====== High availability with Heartbeat and DRBD on Debian ======
===== Author: Philipp Noack =====
Note: If you clone the first server after setup you will NOT get it running. The second server has to be installed exactly like the first one!
------------------------------------------------------------------------------------------------------------
1. Debian install :
My setup was:
/boot ext3 with 100 MB and boot-flag
/ ext3 with 5 GB
swap wi th4 GB (depending on memory)
/var ext3 with 5 GB
/var2 with the rest of the space was setup but wasn't formatted, yet!
2. Install bigmem-kernel (in case of +4GB memory)
type "apt-cache search linux-image bigmem" and choose the right kernel
3. Network config: /etc/network/interfaces (eth1 will be for DRBD (RAID over TCP/IP) / heartbeat)
auto lo eth0 eth1
iface lo inet loopback
iface eth0 inet static
address 172.30.86.???
netmask 255.255.255.0
network 172.30.86.0
broadcast 172.30.86.255
gateway 172.30.86.1
iface eth1 inet static
address 192.168.1.???
netmask 255.255.255.0
network 192.168.1.0
broadcast 192.168.1.255
4. Install heartbeat:
aptitude install heartbeat
5. Install DRBD:
Add Debain Backports for DRBD8 in sources.list (included since lenny)
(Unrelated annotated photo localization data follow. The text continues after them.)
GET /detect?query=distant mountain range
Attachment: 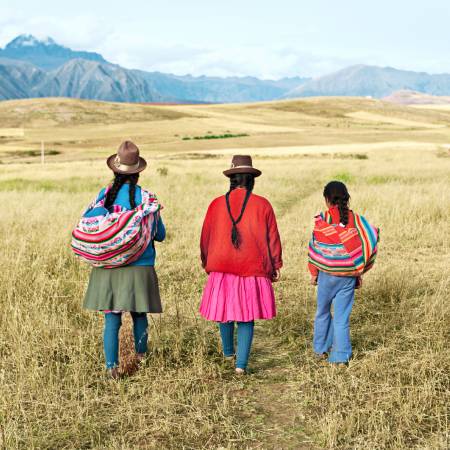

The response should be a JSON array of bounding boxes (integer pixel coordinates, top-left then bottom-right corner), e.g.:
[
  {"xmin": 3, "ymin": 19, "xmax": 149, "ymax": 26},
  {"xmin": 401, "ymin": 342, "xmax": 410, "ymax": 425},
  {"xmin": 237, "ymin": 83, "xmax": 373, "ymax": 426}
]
[
  {"xmin": 284, "ymin": 64, "xmax": 450, "ymax": 99},
  {"xmin": 1, "ymin": 35, "xmax": 450, "ymax": 103},
  {"xmin": 0, "ymin": 34, "xmax": 106, "ymax": 70},
  {"xmin": 0, "ymin": 35, "xmax": 307, "ymax": 103}
]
deb http://www.backports.org/debian etch-backports main contrib non-free
Install packages : drbd8-source, drbd8-utils
aptitude -t etch-backports install drbd8-source
aptitude -t etch-backports install drbd8-utils
Create kernel module (has to be redone if the kernel will be updated in future)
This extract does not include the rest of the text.